A small but unfortunate typo corrected in 2013.




Too Many Analyses: a Meta Objection

An old lawyer joke:

"Your Honor, I will show first, that my client never borrowed the Ming vase from the plaintiff; second, that he returned the vase in perfect condition; and third, that the crack was already present when he borrowed it."
Or to quote Shakespeare: "Methinks the lady doth protest too much."

Why so many different analyses?  Are the relativists just trying to bamboozle their opponents, like the defence attorney who just has to stir up doubt about the plaintiff's case without giving his own theory of events?  Not at all; the physical theory should and does tell a single coherent story here.

Relativity pays the price of permissiveness.  It says to us, "Pick whichever frame you like to describe your results.  They're all equivalent."  No wonder that one analysis ends up looking like three or four.

Most physicists feel that the Spacetime Diagram Analysis is the most fundamental.  It does amount to a sort of "Universal Interlingua", enabling one to see how superficially different analyses are really at heart the same.
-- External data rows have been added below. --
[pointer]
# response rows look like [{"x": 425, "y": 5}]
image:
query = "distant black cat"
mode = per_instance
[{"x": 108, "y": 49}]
Figure 1 is the basic spacetime diagram for our hero and heroine.  By adding lines one way or another, we will get all the various analyses.  (Oh yes: choose units so that c=1 throughout.  So light rays plot as 45 degree diagonal lines in all of our diagrams.)

Figure 2 is the diagram for the Doppler Shift Analysis.  The red lines at 45 degrees are the pulses of light one twin sends to the other.  (To reduce clutter, I've made two copies of the diagram.  The left one shows Stella's pulses, the right one Terence's.)

The time dilation factor in the diagram is two: Terence ages twice as much as Stella.  (Notice that Stella has time to send off a mere 16 pulses, while Terence fires off 32.)  The emissions are spaced evenly from the viewpoint of the respective senders; not so the receptions, which are redshifted or blueshifted according to the relative motion of sender and receiver.  All pulses are properly accounted for; check out the Doppler Shift Analysis for full details.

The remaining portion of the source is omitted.